Search code examples
javalinuxscalaapache-sparknfs

Umlaut problems with Spark job writing to an NFSv3 mounted volume


I am trying to copy files to an nfsv3 mounted volume during a spark job. Some of the files contain umlauts. For example:

Malformed input or input contains unmappable characters: /import/nfsmountpoint/Währungszählmaske.pdf

The error occurs in the following line of scala code:

//targetPath is String and looks ok    
val target = Paths.get(targetPath)

The file encoding is shown as ANSI X3.4-1968 although the linux locale on the spark machines is set to en_US.UTF-8.

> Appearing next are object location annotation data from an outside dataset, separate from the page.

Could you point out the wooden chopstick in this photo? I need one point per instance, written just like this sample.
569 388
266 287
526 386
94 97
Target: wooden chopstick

I already tried to change the locale for the spark job itself using the following arguments:

--conf 'spark.executor.extraJavaOptions=-Dsun.jnu.encoding=UTF8 -Dfile.encoding=UTF8'

--conf 'spark.driver.extraJavaOptions=-Dsun.jnu.encoding=UTF8 -Dfile.encoding=UTF8'

This solves the error, but the filename on the target volume looks like this: /import/nfsmountpoint/W?hrungsz?hlmaske.pdf

The volume mountpoint is:

hnnetapp666.mydomain:/vol/nfsmountpoint on /import/nfsmountpoint type nfs (rw,nosuid,relatime,vers=3,rsize=65536,wsize=65536,namlen=255,hard,noacl,proto=tcp,timeo=600,retrans=2,sec=sys,mountaddr=4.14.1.36,mountvers=3,mountport=4046,mountproto=udp,local_lock=none,addr=4.14.1.36)

Is there a possible way to fix this?


Solution

  • Solved this by setting the encoding settings like mentioned above and manually converting from and to UTF-8:

    Solution for encoding conversion

    Just using NFSv4 with UTF-8 support would have been an easier solution.